I request an ocsp reponse used for ocsp stapeling by nginx
I get this ocsp answer including this:
Response verify OK
This Update: Jan 29 23:00:00 2016 GMT
Next Update: Feb 5 23:00:00 2016 GMT

the ocsp response is saved to a file and that file is referenced by nginx:
ssl_stapling_file /path/to/ocsp.response;

nginx is stopped and started again without errors.
firefix44 do not display content but
Ein Fehler ist während einer Verbindung mit www.example.org aufgetreten.
Die OCSP-Antwort enthält keinen Status für das zu prüfende Zertifikat.
(Fehlercode: mozilla_pkix_error_ocsp_response_for_cert_missing)

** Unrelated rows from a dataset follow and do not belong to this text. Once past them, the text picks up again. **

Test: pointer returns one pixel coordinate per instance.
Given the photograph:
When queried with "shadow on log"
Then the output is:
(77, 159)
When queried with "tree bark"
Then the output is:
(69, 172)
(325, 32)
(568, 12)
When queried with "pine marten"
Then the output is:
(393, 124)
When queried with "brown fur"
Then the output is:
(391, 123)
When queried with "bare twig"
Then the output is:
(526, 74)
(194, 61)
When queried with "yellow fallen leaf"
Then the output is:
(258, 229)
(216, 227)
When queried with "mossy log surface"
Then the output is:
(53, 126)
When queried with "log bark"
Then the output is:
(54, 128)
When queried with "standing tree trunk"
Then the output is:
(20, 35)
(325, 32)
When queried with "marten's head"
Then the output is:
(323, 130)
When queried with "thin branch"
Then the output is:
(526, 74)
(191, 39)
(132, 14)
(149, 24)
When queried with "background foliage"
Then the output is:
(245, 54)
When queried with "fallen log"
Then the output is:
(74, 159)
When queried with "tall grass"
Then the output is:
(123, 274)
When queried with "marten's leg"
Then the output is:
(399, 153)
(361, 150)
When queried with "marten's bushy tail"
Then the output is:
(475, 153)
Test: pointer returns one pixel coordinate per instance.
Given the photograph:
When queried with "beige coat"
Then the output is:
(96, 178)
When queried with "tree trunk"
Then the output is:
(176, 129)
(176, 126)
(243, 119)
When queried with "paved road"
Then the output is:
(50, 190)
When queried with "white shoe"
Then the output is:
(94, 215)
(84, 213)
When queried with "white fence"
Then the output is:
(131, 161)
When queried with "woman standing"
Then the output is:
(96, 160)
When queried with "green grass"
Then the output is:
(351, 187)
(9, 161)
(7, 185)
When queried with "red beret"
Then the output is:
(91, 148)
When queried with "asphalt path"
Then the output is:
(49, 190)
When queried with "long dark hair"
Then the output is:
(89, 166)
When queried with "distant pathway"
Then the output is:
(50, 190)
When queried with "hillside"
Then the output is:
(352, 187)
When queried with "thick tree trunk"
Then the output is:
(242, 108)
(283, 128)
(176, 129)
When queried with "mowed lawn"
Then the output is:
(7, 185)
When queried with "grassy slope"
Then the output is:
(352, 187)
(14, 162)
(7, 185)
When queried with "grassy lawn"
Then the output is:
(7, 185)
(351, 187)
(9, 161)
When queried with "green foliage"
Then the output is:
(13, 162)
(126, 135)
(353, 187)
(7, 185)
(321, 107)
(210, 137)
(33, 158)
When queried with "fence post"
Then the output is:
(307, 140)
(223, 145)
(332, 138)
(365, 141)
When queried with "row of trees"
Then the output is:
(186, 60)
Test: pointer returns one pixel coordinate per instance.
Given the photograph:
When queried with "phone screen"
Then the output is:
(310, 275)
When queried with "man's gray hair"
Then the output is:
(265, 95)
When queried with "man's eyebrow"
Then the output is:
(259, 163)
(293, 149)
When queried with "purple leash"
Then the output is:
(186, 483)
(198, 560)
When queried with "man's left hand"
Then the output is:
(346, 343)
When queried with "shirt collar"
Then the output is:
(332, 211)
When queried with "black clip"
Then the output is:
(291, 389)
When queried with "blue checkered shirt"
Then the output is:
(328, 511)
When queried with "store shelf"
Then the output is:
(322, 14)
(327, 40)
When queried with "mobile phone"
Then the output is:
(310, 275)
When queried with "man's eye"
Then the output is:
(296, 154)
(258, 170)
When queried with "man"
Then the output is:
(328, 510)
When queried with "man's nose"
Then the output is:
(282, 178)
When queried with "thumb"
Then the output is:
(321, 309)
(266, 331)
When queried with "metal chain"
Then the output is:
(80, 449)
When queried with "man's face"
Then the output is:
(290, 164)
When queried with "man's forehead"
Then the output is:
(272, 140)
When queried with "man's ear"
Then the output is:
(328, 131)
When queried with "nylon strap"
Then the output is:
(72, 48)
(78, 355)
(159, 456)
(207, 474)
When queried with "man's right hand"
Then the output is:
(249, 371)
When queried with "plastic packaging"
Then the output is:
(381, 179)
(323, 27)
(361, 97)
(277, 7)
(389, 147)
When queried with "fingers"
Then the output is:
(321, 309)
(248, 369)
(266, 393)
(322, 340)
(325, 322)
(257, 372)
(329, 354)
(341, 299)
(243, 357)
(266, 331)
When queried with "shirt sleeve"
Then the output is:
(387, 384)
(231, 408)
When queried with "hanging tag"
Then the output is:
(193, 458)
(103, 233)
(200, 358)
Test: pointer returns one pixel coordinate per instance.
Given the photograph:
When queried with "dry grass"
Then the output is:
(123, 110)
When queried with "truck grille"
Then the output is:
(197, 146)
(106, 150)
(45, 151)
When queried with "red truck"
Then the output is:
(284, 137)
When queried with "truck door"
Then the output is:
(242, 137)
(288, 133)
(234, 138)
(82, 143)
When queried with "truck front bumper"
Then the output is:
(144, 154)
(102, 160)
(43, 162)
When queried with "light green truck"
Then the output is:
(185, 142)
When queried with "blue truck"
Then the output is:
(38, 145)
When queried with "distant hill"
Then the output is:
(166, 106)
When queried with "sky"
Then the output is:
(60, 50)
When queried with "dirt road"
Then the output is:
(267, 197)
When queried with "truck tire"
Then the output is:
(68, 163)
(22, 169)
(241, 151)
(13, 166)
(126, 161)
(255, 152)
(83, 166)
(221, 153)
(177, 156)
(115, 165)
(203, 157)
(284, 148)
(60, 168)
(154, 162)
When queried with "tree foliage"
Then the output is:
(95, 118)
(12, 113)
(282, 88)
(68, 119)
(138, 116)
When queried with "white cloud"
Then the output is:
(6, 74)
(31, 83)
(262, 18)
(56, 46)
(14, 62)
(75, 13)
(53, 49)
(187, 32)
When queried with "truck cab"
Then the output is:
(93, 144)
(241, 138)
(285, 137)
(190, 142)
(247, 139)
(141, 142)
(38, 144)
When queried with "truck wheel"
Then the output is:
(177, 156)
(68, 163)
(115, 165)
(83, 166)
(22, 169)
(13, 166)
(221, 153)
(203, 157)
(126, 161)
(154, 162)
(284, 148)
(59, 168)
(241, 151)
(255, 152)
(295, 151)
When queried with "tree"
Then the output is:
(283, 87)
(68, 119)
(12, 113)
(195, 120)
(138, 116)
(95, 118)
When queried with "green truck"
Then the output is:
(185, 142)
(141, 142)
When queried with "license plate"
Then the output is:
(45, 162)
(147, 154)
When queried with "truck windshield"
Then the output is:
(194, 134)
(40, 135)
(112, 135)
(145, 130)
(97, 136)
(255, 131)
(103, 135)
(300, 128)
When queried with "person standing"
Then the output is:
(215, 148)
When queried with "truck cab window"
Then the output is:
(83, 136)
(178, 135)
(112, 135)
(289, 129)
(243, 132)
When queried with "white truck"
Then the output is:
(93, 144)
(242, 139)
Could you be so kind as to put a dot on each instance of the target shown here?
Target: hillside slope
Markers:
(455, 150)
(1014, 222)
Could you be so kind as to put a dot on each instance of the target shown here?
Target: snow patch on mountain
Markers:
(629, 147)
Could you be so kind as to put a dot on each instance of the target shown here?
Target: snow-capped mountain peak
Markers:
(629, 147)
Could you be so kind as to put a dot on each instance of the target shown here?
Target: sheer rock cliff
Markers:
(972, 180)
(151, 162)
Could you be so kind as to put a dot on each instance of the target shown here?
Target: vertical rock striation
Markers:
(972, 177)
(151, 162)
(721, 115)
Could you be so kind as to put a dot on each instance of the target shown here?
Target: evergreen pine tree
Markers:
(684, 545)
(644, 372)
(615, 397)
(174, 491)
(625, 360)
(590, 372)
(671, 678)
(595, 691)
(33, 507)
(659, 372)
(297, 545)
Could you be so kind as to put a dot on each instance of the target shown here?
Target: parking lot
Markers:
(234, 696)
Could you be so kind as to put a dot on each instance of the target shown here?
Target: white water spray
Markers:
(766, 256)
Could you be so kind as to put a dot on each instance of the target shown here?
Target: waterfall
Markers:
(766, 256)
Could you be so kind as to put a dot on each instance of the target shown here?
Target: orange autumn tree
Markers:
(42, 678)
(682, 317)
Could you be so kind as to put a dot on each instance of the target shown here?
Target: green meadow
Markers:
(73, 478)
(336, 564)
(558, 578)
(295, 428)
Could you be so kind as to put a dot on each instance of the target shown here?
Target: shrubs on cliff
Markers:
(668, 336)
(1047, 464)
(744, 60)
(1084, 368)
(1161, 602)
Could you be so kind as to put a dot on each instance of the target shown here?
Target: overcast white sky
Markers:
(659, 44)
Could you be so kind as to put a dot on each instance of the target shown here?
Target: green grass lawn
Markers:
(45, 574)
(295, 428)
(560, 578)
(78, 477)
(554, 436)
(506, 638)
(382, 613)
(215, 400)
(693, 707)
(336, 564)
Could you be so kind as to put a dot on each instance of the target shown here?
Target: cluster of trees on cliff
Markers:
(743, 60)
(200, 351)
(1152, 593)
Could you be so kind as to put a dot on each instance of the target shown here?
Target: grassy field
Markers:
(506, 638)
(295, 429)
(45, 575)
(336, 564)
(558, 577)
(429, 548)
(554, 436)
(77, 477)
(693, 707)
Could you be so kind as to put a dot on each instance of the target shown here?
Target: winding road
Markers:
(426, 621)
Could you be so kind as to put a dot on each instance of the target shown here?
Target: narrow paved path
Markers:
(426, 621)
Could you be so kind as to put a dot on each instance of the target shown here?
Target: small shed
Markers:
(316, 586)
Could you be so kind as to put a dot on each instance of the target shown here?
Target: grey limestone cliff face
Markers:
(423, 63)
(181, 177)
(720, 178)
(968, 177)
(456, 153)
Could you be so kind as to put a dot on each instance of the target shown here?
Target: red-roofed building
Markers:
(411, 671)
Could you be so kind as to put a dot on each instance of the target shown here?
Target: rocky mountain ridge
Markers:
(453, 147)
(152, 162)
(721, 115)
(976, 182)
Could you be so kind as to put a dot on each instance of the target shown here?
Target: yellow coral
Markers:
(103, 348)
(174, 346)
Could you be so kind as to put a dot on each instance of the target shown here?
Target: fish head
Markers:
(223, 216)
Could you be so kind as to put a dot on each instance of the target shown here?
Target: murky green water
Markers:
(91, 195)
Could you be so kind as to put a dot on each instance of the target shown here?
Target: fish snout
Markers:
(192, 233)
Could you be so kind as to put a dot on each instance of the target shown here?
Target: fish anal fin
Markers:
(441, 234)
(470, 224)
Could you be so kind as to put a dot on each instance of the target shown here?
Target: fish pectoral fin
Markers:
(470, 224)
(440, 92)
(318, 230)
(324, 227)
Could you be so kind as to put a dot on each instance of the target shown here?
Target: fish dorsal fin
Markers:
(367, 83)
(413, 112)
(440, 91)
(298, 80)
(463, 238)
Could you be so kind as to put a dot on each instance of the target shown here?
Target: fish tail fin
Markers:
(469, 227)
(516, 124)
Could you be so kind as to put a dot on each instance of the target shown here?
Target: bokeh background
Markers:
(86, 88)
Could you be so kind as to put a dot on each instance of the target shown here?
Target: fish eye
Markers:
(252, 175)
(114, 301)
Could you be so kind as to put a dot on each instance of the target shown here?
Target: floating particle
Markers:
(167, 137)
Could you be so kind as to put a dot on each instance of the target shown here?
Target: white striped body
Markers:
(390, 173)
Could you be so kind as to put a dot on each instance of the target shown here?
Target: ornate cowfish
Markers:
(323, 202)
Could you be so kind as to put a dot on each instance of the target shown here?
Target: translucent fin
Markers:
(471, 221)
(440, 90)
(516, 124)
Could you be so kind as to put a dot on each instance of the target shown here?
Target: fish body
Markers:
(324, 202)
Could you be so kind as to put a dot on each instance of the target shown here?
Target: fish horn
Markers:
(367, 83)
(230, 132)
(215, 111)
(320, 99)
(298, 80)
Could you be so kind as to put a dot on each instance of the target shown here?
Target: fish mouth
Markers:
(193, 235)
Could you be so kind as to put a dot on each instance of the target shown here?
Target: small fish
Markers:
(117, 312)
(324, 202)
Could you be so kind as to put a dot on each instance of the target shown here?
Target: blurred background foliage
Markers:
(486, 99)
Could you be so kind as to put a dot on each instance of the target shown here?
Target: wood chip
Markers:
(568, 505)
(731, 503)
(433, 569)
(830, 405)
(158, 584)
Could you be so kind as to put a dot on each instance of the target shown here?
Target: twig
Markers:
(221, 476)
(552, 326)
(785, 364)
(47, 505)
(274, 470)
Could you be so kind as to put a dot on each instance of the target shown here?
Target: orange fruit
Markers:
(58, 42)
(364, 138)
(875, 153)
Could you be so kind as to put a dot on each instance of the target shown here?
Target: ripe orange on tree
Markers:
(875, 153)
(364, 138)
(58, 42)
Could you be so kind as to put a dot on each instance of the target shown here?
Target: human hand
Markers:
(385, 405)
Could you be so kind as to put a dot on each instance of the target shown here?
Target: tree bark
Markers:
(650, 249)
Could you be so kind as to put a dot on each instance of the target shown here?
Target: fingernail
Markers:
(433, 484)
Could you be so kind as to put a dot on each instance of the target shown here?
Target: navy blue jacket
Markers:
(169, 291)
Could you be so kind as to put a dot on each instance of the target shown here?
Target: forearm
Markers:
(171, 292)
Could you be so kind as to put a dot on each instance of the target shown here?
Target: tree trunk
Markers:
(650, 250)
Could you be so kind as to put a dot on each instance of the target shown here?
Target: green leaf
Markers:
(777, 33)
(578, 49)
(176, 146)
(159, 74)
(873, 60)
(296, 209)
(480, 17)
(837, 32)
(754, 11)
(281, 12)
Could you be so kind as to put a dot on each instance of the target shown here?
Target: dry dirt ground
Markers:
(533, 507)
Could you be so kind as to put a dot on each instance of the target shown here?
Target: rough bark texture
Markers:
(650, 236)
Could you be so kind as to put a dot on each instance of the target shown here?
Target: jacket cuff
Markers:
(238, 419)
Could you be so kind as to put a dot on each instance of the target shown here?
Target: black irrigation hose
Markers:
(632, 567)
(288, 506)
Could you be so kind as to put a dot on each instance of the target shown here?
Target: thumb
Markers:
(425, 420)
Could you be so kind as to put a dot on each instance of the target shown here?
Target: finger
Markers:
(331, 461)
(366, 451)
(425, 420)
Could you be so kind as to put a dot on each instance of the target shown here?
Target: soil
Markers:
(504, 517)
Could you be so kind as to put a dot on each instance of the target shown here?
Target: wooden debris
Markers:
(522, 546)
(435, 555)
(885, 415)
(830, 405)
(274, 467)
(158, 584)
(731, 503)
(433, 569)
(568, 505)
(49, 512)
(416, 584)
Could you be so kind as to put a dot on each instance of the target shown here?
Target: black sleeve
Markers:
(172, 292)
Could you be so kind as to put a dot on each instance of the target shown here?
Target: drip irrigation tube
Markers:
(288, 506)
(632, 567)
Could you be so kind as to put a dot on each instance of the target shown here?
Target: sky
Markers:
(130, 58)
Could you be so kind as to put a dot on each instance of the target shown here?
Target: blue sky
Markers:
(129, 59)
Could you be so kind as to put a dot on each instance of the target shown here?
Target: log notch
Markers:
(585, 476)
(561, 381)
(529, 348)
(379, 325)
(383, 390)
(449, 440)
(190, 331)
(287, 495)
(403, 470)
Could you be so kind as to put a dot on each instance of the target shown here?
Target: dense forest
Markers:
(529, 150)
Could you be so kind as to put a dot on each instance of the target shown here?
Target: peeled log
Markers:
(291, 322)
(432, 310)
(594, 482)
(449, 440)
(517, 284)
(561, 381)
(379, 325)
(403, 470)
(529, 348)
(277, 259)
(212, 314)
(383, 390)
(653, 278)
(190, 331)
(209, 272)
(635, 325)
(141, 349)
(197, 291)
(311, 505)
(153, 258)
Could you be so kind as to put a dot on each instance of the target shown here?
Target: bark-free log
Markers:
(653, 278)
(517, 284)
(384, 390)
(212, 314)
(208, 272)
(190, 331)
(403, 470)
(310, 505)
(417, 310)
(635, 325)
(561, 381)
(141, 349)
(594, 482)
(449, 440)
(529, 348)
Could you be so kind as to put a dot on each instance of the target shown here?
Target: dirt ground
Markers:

If I remove the ssl_stapling_file directive from nginx and restart the browser can display content.

Is the ocsp response broken somehow?

Andreas


#2

Ooops, possibly a misconfigation on my side.
will doublecheck tomorrow…


#3

looks like I requested a certificate to often.
I did request a certificate on day #1
I did request a ocsp response on day #1, valid for ~7 days

I could renew a certificate after 90 day or just on day #2
But the oscp response is still valid for certififate from day #1

If now nginx use cert from day #2 and ocsp response from day #1 they obvious do not match and trigger the initial mentioned error message in firefox.

-> shouldn’t boulder deny renew for a FQDN more often then OCSP minimal lifetime?

Andreas


#4

It can be legitimate for people to have multiple overlapping certs at the same time for the same name, for example for different devices or services.